Ghetto, the local name for Venice's Jewish…
1529 CE
Ghetto, the local name for Venice's Jewish quarter, becomes a general term for such segregated areas, in which Jews, long accustomed to living in neighborhoods of their own, for security and for ready access to a synagogue, now begin to be systematically relegated.
In these urban enclosures, which now begin to be walled, Jews are locked in at night and during church festivals such as Holy Week, when anti-Jewish outbursts are particularly likely because of the alleged guilt of the Jews in the crucifixion of Christ.
Since lateral expansion of the ghetto, as a rule, is impossible, houses tend to be of unusual height, with consequent congestion, fire hazards, and unsanitary conditions.
When outside the walls, Jews are obliged to wear an identifying badge (usually yellow), and they are in danger of bodily harm and harassment.
The humanist scholar Richard Croke, an emissary of English monarch Henry VIII, travels to Venice in 1529, reportedly to consult with Jewish Rabbis and Christian Cabalist theologian Francesco Georgi in an attempt to garner Biblical justification for Henry's intended divorce of Catherine of Aragon and eventual remarriage to an heir-producing mate. (According to Deuteronomy 25, if a husband dies childless then the brother must marry the widow to preserve the family line; such a required marriage is called a levirate marriage.

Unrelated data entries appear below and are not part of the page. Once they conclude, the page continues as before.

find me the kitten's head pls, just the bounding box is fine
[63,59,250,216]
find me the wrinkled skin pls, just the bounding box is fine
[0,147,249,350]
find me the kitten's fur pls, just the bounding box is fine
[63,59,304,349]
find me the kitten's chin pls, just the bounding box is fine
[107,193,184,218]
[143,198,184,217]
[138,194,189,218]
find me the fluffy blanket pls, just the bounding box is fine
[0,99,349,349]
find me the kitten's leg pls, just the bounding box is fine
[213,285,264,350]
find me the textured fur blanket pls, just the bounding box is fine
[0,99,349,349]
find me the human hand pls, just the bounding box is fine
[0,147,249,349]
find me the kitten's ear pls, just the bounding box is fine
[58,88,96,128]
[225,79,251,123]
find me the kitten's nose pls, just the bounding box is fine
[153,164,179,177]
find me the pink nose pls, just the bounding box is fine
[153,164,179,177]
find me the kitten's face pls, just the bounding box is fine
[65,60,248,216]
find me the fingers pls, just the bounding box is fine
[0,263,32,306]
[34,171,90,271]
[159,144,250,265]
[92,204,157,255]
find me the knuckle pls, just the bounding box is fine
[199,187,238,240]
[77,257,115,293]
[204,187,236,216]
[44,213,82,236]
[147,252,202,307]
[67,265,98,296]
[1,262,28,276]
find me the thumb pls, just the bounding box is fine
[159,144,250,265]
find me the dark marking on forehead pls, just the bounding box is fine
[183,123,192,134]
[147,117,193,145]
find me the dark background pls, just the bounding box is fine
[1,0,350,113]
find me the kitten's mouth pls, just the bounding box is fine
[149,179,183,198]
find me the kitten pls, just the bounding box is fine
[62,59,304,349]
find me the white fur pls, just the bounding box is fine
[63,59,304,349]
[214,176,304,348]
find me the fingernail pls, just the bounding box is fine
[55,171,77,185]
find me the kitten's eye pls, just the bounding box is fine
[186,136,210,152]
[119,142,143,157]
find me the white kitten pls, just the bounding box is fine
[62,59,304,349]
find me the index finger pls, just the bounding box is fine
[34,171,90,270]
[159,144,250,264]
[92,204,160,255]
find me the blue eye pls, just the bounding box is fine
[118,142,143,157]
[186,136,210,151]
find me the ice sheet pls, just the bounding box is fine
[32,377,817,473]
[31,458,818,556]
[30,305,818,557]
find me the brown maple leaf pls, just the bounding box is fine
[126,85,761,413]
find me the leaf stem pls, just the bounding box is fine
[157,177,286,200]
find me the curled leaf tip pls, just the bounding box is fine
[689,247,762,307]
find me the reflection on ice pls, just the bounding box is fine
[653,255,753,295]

However, his law stands in contradiction with other biblical passages, chief among them Leviticus 18, which asserts that it is incest to marry one's sister-in-law.)
Some scholars see this importation of Rabbinica in support of the English Reformation as part of a growing covert commercial and intellectual alliance between England's Crown and the Jews that have fled the Inquisition.
The Ashkenazic Scuola Grande Tedesca, the oldest synagogue in Venice, opens in 1529; the Scuola Canton, also Ashkenazic, will open in 1531.